Detail budaya Jepang justru memperkaya tema universal tersebut.
Pesan tentang Hidup
Film mengingatkan bahwa masalah hari ini terasa sangat besar karena kita berdiri terlalu dekat dengannya.
Sumire mempunyai perspektif puluhan tahun yang memungkinkan Koji melihat kekhawatirannya dalam skala berbeda.
Bukan berarti persoalan menghilang, tetapi cara seseorang menghadapinya dapat berubah.
Pesan tentang Orang yang Kita Temui
Koji mungkin tidak pernah mengenal Sumire jika perempuan tersebut memilih taksi lain.
Namun, pertemuan acak tersebut menjadi pengalaman yang akan diingat keduanya.
Film menunjukkan bahwa orang asing dapat memberi pengaruh besar hanya dengan berbagi cerita pada waktu yang tepat.
Apakah Tokyo Taxi (2025) Layak Ditonton?
Tokyo Taxi layak dipertimbangkan bagi penonton yang menyukai drama Jepang yang hangat, manusiawi, dan tidak terburu-buru.
Chieko Baisho dan Takuya Kimura membangun hubungan antargenerasi yang sederhana tetapi emosional, sementara Yū Aoi membantu menghidupkan masa lalu Sumire.
Kombinasi road movie, flashback, sejarah Jepang, family drama, dan tragicomedy memberikan film identitas yang lebih luas daripada sekadar kisah perjalanan taksi.
Kesimpulan
Tokyo Taxi (2025) mengikuti Koji Usami, seorang sopir taksi yang sedang menghadapi tekanan finansial setelah putrinya diterima di sekolah musik bergengsi. Pada suatu hari, ia menjemput Sumire Takano, perempuan berusia 85 tahun yang meminta diantar dari Shibamata menuju sebuah nursing home di Hayama. Apa yang seharusnya menjadi perjalanan kerja biasa berubah ketika Sumire meminta beberapa pemberhentian di tempat-tempat penting dalam kehidupannya.
Sepanjang perjalanan, Sumire mulai menceritakan pengalaman masa muda yang mencakup perang, cinta pertama, motherhood, prasangka sosial, kehilangan, serta bagaimana Tokyo berubah bersamanya. Yū Aoi memerankan Sumire muda, sementara Chieko Baisho membawa versi usia lanjut yang kini mampu melihat seluruh pengalaman tersebut dari jarak puluhan tahun.
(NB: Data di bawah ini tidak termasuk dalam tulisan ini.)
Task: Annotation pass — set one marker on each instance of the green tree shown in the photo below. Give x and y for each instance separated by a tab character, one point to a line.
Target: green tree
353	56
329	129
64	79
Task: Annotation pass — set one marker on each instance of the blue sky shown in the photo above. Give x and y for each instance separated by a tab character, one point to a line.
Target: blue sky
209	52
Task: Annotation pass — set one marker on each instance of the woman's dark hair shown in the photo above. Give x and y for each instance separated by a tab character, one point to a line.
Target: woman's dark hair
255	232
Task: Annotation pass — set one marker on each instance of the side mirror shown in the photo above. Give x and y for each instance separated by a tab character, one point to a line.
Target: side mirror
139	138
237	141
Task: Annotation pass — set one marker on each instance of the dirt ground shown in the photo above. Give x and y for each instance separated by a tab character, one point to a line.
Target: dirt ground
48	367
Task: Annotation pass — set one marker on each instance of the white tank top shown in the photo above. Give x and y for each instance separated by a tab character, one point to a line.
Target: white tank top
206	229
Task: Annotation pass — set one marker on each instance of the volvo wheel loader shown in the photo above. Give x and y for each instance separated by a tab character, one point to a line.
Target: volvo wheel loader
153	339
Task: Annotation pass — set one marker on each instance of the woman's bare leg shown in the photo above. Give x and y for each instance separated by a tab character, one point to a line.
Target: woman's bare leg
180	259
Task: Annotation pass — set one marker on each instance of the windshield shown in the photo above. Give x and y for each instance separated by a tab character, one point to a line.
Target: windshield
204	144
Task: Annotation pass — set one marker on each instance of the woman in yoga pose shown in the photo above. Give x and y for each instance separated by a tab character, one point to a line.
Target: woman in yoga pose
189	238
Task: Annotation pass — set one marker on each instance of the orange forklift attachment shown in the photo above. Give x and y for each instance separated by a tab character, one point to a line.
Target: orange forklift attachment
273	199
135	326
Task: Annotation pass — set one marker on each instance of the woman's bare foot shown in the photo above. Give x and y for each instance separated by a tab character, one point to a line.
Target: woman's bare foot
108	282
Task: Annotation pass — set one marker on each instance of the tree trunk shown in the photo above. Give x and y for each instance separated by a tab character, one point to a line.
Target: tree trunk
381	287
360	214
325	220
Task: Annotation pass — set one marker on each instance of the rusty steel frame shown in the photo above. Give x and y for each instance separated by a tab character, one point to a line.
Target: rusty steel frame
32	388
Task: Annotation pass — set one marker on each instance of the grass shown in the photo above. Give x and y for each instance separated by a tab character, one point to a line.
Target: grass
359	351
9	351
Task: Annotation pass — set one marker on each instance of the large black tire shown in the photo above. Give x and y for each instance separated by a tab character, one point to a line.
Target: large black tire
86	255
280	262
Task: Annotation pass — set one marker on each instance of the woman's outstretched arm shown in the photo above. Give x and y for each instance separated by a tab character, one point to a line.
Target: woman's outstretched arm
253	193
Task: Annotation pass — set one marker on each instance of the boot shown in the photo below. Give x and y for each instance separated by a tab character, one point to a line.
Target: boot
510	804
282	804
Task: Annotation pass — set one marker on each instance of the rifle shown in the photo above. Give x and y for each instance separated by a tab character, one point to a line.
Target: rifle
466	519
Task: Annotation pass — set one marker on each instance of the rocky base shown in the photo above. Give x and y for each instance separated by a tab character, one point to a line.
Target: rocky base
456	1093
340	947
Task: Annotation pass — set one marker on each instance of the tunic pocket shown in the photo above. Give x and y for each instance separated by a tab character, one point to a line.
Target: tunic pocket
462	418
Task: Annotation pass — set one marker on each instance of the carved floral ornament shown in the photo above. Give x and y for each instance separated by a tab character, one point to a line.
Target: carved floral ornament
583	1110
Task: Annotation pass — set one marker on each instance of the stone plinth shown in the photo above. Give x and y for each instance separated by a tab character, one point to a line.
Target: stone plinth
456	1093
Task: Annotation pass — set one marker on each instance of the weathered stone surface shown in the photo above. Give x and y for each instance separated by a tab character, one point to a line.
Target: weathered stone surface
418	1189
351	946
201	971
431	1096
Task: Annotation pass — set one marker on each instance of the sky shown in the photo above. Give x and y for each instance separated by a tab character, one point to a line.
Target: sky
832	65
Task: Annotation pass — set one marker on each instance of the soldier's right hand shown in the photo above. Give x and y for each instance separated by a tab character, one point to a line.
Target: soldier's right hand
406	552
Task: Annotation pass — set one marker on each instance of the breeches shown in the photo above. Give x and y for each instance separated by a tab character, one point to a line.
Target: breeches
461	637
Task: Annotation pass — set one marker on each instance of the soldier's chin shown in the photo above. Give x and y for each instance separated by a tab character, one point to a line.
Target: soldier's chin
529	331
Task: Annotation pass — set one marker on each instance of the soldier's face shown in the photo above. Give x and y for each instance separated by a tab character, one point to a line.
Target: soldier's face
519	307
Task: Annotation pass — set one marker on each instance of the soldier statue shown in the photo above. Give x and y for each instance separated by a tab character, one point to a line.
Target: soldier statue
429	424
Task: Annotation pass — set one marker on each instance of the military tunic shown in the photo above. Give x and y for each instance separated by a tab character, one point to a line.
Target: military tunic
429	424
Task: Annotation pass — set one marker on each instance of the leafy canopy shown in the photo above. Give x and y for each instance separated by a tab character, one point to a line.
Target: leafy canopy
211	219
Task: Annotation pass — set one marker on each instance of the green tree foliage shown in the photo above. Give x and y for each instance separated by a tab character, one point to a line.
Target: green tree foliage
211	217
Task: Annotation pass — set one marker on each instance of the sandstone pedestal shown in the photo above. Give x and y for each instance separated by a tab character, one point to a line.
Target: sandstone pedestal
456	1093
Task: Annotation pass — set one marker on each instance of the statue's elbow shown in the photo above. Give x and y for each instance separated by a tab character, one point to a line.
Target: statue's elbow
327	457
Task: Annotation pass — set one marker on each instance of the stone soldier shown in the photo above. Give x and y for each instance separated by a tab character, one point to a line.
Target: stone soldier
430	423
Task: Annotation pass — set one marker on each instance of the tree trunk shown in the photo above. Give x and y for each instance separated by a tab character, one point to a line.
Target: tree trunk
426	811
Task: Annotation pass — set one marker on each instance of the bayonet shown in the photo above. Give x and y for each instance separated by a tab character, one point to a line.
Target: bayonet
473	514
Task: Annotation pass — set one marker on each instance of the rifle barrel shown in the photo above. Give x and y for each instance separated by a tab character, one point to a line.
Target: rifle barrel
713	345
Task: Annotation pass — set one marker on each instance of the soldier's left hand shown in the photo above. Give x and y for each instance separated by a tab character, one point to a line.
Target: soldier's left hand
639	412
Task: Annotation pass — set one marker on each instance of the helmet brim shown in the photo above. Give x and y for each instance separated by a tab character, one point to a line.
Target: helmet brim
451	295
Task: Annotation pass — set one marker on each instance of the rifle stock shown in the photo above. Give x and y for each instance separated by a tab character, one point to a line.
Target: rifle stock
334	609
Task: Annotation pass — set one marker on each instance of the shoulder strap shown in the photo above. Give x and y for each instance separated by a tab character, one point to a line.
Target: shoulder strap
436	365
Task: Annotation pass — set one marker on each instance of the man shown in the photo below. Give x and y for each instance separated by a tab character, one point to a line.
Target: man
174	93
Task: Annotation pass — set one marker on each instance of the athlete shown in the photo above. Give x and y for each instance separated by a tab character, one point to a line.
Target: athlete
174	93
Koji yang awalnya hanya memikirkan masalah dirinya sendiri perlahan memahami bahwa penumpang di belakangnya sedang memberikan perspektif yang tidak pernah ia cari.
Disutradarai Yōji Yamada sebagai film panjang ke-91 dalam kariernya, ditulis Yamada bersama Yūzō Asahara berdasarkan film Prancis Driving Madeleine, diproduksi dan didistribusikan di Jepang oleh Shochiku, serta dibintangi Chieko Baisho, Takuya Kimura, Yū Aoi, Takaya Sakoda, Yuka, Runa Nakashima, Misuzu Kanno, Lee Jun-young, Takashi Sasano dan pemain lainnya, film drama Jepang berdurasi sekitar 103 menit ini menawarkan cerita mengenai kehidupan, memori, keluarga, cinta, masa tua, perubahan Tokyo, serta kekuatan sebuah pertemuan singkat. Penonton yang ingin mengikuti perjalanan Koji dan Sumire dari Shibamata hingga Hayama dapat nonton Tokyo Taxi (2025) hingga selesai.